Les rhamnogalacturonanes de type I (RGI) sont des composés pectiques importants des parois primaires des cellules végétales. Les RGI sont différemment substitués par des chaînes latérales plus ou moins longues et riches en galactose. D'après Mohnen (1999), trois types de galactosyltransférases sont impliqués dans l'initiation et l'élongation des chaînes des β (1→4) galactanes ramifiant les RGI. Plusieurs galactosyltransférases, capables de transférer un résidu galactosyle à partir d'UDP-galactose sur un accepteur polysaccharidique, ont été solubilisées à partir d'une fraction microsomale de cellules de lin (linum usitatissimum L. ) avec du CHAPS 0,5%. L'utilisation du RGI de lin comme substrat exogène pour stimuler l'activité galactosyltransférase solubilisée a permis la mise en évidence d'une activité RGI-galactosyltransférase dans ces cellules. Un test enzymatique a été mis au point par chromatographie d'exclusion stérique pour mesurer spécifiquement les produits de la RGI-galactosyltransferase. En utilisant une RGlyase ou une RGhydrolase purifiée, les produits radiomarqués ont été caractérisés comme étant un RGI polymérique.

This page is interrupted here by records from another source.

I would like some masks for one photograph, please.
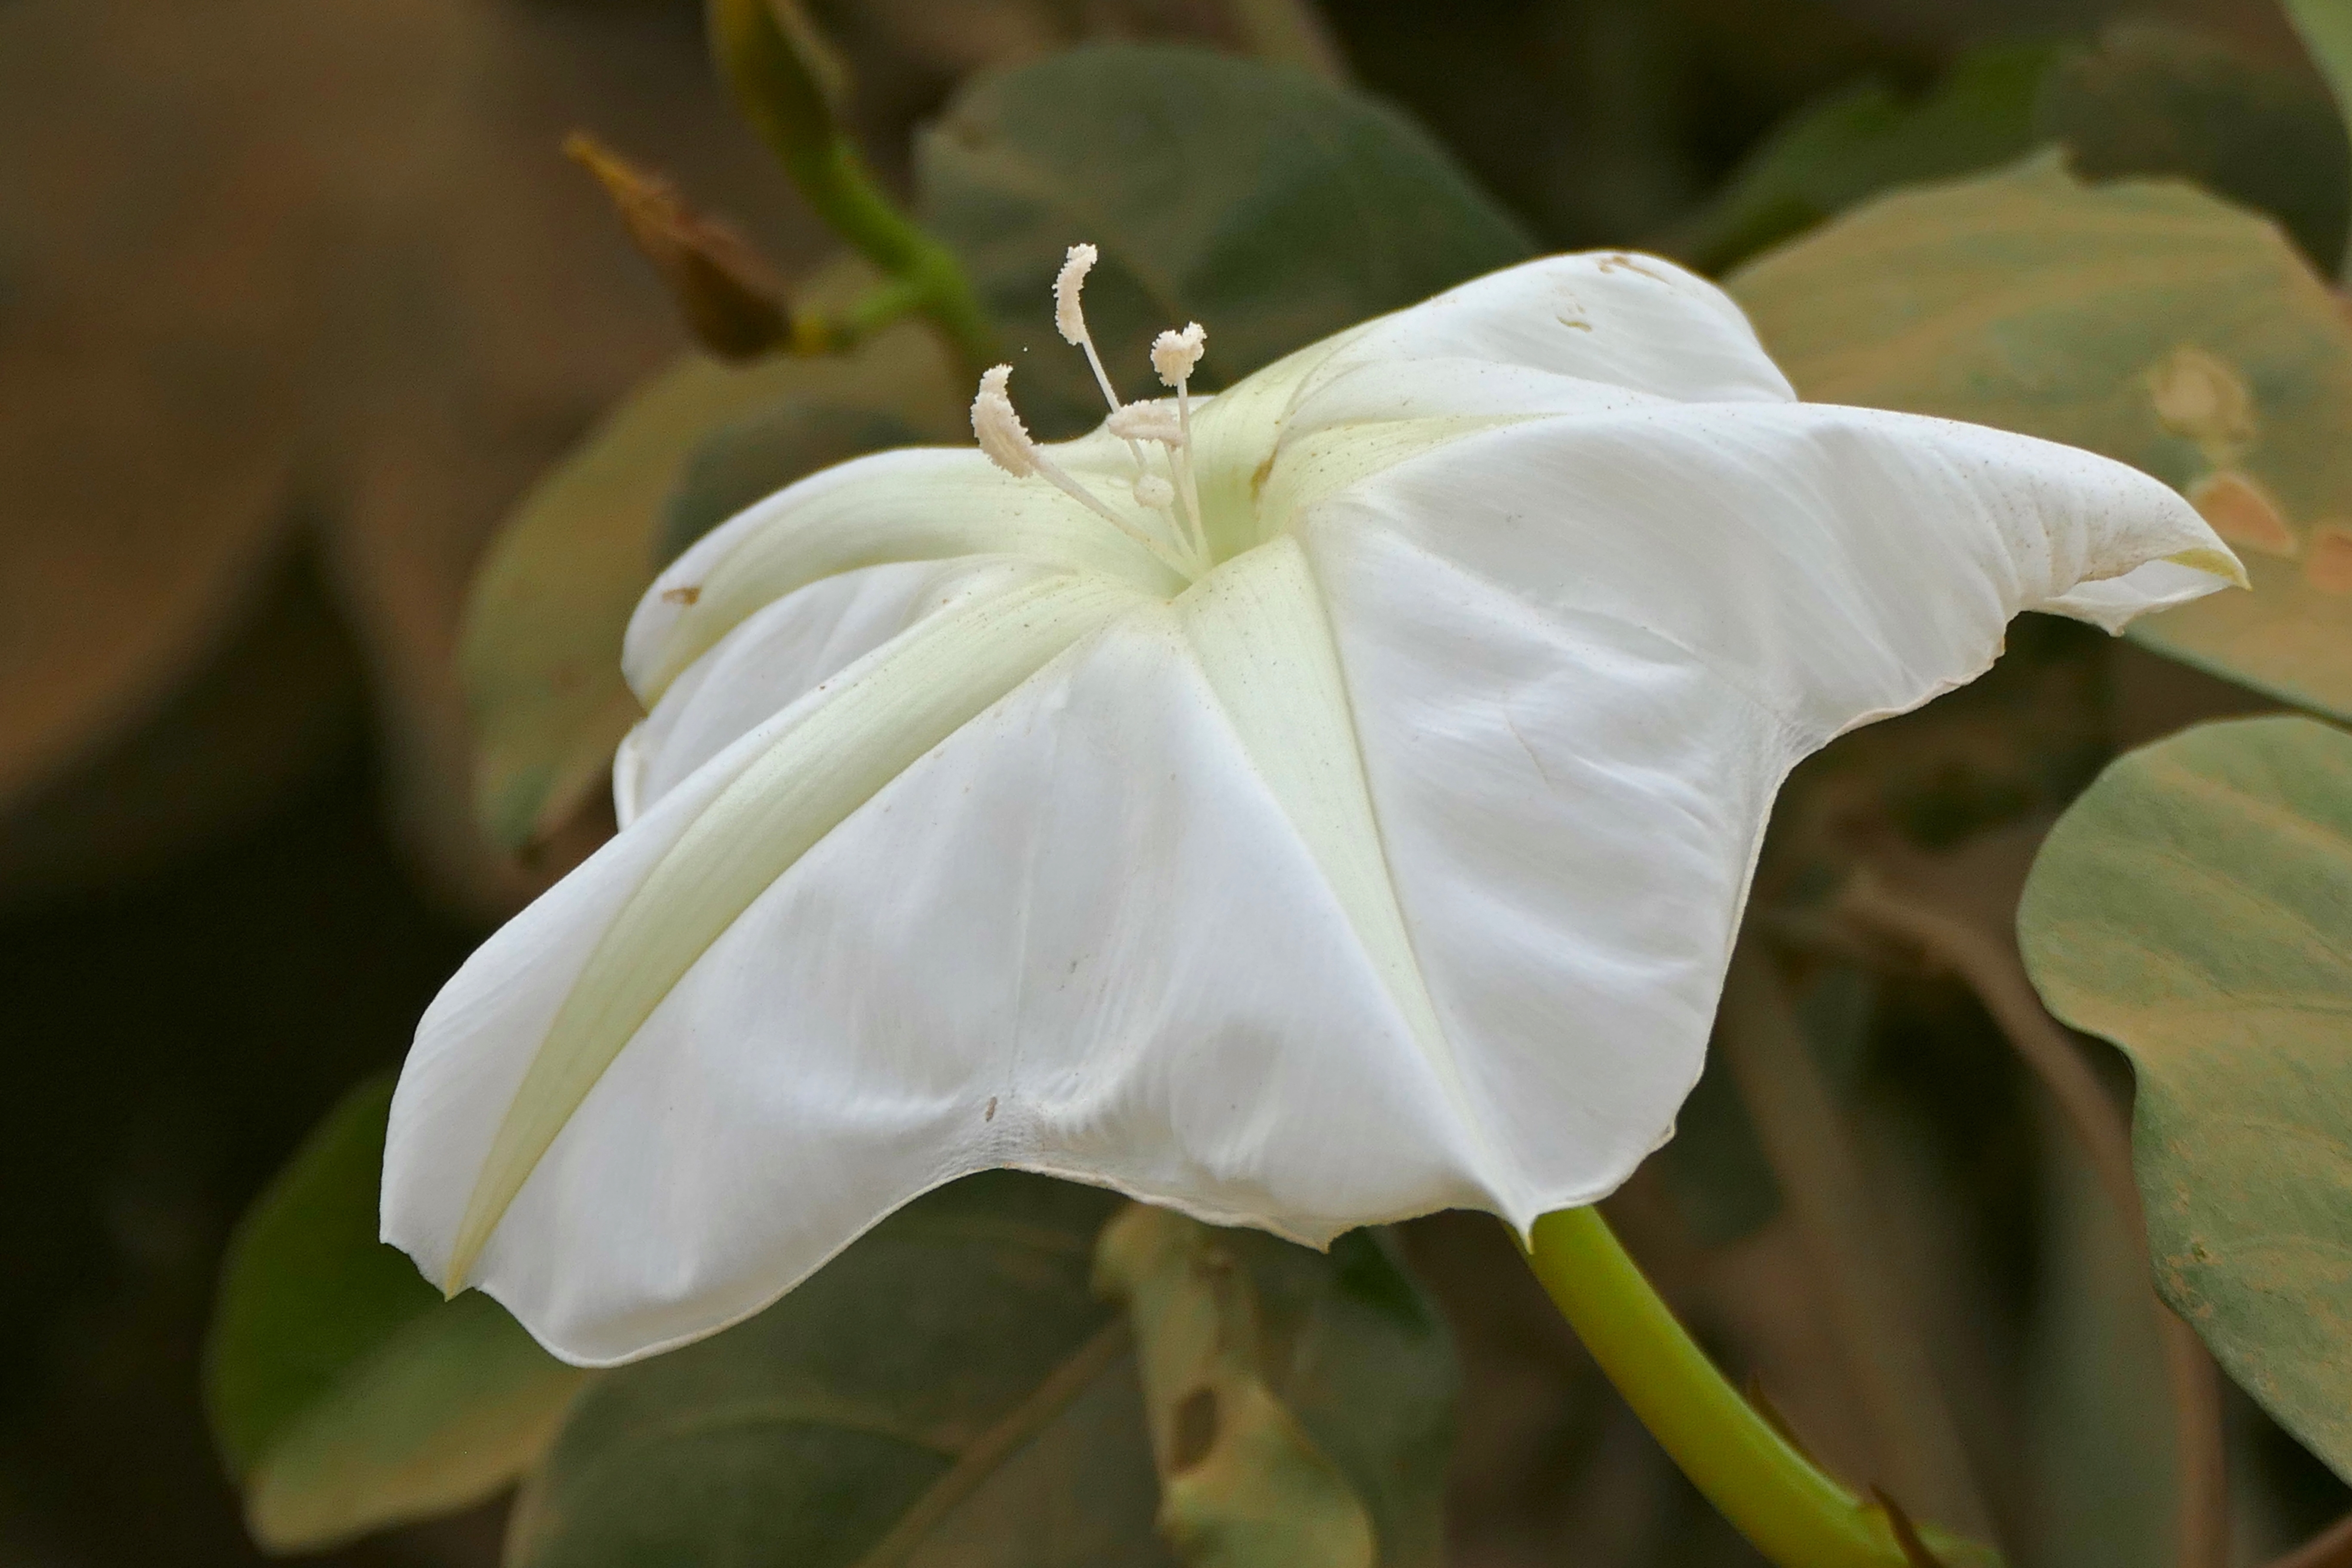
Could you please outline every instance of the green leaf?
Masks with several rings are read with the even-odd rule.
[[[1362,1231],[1328,1258],[1138,1204],[1096,1254],[1135,1323],[1160,1527],[1197,1568],[1430,1568],[1454,1366]]]
[[[2352,736],[2132,752],[2052,830],[2018,930],[2051,1011],[2138,1075],[2158,1288],[2352,1479]]]
[[[916,152],[926,221],[962,258],[1041,434],[1103,416],[1054,330],[1054,275],[1078,241],[1102,252],[1087,319],[1129,398],[1158,390],[1162,328],[1207,326],[1199,384],[1213,388],[1533,248],[1395,110],[1199,49],[1095,46],[982,77]]]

A pH 8 en présence de 5 mM de CaCl2, les résidus β galactosyles sont transférés spécifiquement sur un RGI ramifié par de courtes chaînes latérales de β (1→4) galactanes, qui peuvent être hydrolysés par une β-galactosidase ou une endo-β (1→4)-galactanase. Une activité galactosyltransférase de type II a donc été identifiée dans des suspensions cellulaires de lin. Cette RGI-galactosyltransférase a une température optimale de 30°C et est inactivée au delà de 48°C. Le Km apparent pour l'UDP-galactose et le RGI exogène est respectivement de 460 ± 40 micromoles et 1,1 ± 0,1 mg mL-1 et le Vmax est de 3,0 ± 0,5 pkat mg-1 de protéines. La RGI-galactosyltransférase possède au moins deux isoformes, l'une neutre et l'autre basique. Les sous-unités catalytiques potentielles de l'enzyme auraient une masse moléculaire comprise entre 25 000 et 50 000. Des essais de purification sur gels d'affinité ainsi que des expériences de photo-marquage, couplées à différentes techniques électrophorétiques (SDS-PAGE, isofocalisation électrique en agarose et électrophorèse bidimensionnelle), ont permis d'identifier plusieurs spots protéiques pouvant correspondre a une galactosyltransférase. Un séquençage de ces spots permettra de confirmer ces hypothèses.